Kubernetes Explained Simply: Pods, Services, and Deployments

Container Orchestration

You've mastered Docker. You can run docker run. But what happens when you need to run 1,000 containers across 50 servers? That's where Kubernetes (K8s) comes in.

1. The Pod

The smallest unit in K8s. A Pod runs your container. Think of a Pod as a "wrapper" around your Docker container.

kind: Pod
metadata:
  name: my-app
spec:
  containers:
  - name: my-app
    image: my-app:v1

Note: Pods are mortal. If they die, they don't respawn automatically.

2. The Deployment

This is what manages Pods.

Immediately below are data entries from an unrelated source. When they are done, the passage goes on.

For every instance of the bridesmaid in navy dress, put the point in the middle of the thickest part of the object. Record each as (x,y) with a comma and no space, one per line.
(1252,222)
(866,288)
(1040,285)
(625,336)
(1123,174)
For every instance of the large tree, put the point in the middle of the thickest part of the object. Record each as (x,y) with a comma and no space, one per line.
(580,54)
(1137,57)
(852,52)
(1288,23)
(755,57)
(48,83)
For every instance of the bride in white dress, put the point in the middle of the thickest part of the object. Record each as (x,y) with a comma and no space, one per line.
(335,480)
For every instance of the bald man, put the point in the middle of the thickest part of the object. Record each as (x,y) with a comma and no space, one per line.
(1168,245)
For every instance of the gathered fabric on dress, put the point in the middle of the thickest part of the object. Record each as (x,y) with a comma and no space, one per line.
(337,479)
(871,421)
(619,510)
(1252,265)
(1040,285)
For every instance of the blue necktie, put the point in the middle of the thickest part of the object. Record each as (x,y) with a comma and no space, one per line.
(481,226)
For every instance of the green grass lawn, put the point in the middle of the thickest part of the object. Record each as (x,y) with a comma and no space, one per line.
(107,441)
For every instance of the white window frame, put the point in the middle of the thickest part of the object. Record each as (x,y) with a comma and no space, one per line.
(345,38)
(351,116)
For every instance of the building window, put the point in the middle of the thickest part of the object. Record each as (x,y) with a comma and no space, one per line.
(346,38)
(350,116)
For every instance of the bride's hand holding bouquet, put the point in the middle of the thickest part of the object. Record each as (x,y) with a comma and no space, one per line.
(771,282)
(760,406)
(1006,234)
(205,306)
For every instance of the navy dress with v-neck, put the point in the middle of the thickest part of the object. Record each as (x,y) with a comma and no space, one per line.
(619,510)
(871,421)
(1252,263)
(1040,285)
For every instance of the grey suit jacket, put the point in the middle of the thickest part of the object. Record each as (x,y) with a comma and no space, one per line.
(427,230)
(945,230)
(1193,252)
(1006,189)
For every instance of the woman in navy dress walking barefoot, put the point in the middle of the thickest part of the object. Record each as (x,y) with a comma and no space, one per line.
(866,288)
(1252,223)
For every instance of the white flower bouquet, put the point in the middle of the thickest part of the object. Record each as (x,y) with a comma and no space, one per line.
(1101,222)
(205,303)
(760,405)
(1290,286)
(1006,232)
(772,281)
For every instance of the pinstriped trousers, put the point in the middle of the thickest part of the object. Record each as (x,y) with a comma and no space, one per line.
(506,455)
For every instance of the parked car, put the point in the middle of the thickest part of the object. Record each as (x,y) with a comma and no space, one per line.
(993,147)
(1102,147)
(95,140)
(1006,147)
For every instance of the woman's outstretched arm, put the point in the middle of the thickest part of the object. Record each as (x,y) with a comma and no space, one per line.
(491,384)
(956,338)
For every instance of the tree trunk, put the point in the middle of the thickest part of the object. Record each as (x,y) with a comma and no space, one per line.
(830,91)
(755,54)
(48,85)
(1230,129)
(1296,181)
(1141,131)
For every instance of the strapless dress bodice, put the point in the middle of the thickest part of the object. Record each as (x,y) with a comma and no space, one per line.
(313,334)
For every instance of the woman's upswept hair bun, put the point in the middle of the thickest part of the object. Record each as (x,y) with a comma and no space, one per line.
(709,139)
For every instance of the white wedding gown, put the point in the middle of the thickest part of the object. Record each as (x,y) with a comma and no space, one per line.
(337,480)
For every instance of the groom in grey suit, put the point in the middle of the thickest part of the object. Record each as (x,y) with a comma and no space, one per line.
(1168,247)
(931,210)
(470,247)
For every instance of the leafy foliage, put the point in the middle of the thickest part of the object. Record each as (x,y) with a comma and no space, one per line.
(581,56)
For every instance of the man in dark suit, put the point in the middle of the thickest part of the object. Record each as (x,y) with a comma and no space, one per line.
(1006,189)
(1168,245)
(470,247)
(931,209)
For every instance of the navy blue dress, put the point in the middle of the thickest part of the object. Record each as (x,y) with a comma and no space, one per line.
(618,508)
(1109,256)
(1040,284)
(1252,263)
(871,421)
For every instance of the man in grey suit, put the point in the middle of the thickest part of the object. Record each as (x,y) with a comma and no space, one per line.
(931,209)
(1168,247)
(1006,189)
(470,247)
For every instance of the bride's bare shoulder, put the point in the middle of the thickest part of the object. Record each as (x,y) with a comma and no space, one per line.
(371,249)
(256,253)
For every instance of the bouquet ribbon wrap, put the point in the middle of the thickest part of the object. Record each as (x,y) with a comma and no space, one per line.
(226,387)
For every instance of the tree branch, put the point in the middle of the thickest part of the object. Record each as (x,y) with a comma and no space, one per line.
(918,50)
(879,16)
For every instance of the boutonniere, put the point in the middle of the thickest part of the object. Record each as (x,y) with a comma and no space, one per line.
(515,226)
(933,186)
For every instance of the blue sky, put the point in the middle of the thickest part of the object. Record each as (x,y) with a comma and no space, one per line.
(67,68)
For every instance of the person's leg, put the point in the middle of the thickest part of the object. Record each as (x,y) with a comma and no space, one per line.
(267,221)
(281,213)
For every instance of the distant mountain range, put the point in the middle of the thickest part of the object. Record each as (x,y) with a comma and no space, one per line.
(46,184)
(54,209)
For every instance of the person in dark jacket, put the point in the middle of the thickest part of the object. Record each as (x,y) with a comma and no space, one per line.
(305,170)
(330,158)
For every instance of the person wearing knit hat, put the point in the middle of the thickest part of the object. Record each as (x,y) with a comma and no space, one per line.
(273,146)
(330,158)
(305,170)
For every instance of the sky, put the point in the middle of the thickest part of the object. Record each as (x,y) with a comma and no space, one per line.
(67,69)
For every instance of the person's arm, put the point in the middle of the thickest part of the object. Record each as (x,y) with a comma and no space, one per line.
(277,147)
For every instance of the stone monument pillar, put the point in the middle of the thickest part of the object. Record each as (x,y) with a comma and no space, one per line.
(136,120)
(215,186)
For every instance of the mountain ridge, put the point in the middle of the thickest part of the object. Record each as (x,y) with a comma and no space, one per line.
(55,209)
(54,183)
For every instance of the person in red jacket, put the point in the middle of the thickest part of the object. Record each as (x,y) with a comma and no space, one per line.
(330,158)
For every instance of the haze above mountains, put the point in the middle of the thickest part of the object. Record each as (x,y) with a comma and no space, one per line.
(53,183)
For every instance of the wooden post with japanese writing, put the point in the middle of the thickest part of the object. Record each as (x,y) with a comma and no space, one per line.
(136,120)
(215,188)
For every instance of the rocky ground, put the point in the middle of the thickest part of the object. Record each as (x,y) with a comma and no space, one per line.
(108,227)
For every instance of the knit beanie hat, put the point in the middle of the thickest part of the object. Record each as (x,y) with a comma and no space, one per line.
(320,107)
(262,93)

You tell the Deployment: "I always want 3 copies of my app running."

If a server crashes and 1 Pod dies, the Deployment notices and immediately starts a new Pod on a healthy server to maintain the count at 3. Self-healing.

kind: Deployment
spec:
  replicas: 3
  template:
    ... (Pod spec here)

3. The Service

Now you have 3 Pods. Each has a different, dynamic IP address. How does the frontend talk to them?

A Service provides a stable, static IP and DNS name. It acts as an internal Load Balancer.

  • Frontend calls http://my-backend-service.
  • The Service forwards traffic to Pod A, Pod B, or Pod C randomly.

Why use K8s?

  • Auto-scaling: Automatically add more Pods when CPU usage is high.
  • Zero-downtime deployments: Roll out v2 slowly while v1 is still running.
  • Resource efficiency: Pack as many containers as possible onto your servers.

It has a steep learning curve, but it is the industry standard for modern infrastructure.